2 Samuel 5:18 menciona el Valle de Refaim, nombrado por el clan de gigantes del cual desciende Isbibenob.
Génesis 14:5 registra la primera mención bíblica de los refaítas, los antiguos gigantes cuyo linaje incluye a este guerrero.
1 Samuel 17:4 presenta a Goliat, un gigante filisteo de Gat, el mismo tipo de adversario gigante que Isbibenob.
1 Samuel 17:5 detalla el peso de la armadura de bronce de Goliat en siclos, coincidiendo con el peso detallado de la lanza de bronce de este gigante.
1 Samuel 17:45-51 muestra a David venciendo a Goliat solo, contrastando con esta batalla posterior donde necesita ayuda contra otro gigante.
Salmos 144:10 alaba a Dios que rescata a David de la espada cruel; la misma espada que el gigante aquí intenta usar contra David.
Números 13:33 menciona a los hijos de Anac, gigantes, vinculándolos con los 'hijos del gigante' aquí, una tradición paralela de pueblos gigantes.

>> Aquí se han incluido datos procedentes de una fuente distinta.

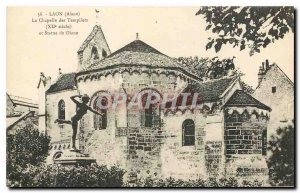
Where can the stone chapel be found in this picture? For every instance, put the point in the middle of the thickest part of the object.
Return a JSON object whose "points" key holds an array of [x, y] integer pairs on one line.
{"points": [[225, 135]]}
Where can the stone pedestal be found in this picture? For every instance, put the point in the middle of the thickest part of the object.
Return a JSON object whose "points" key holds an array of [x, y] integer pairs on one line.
{"points": [[74, 157]]}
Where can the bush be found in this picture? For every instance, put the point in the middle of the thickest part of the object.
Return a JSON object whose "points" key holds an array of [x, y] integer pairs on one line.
{"points": [[210, 182], [71, 176], [281, 162], [25, 149]]}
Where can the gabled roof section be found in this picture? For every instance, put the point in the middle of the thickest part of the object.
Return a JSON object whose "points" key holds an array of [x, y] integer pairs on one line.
{"points": [[272, 66], [241, 99], [138, 54], [96, 29], [22, 101], [64, 82], [134, 54], [136, 46], [211, 90]]}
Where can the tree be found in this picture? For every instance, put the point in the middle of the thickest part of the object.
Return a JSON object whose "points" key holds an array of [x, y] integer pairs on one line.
{"points": [[281, 162], [26, 148], [252, 27], [213, 69]]}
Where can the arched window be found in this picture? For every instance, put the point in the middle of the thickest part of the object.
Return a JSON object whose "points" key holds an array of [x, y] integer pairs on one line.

Deuteronomio 3:11 describe a Og como el último de los refaítas, conectando con el mismo linaje de gigantes mencionado aquí.
Salmos 33:16 enseña que el guerrero no se salva por su gran fuerza; el poder del gigante aquí no puede matar a David porque la liberación viene de Dios.
Génesis 6:4 presenta a los gigantes (Nefilim); el gigante Isbibenob aquí es un descendiente posterior de aquellos antiguos gigantes.
Deuteronomio 2:10 señala a los emitas, un pueblo alto como los anaceos, conectando con la raza de gigantes representada por Isbibenob.
Hebreos 11:34 atribuye a la fe el haber escapado del filo de la espada; el rescate de David de la espada del gigante aquí ejemplifica esa fe.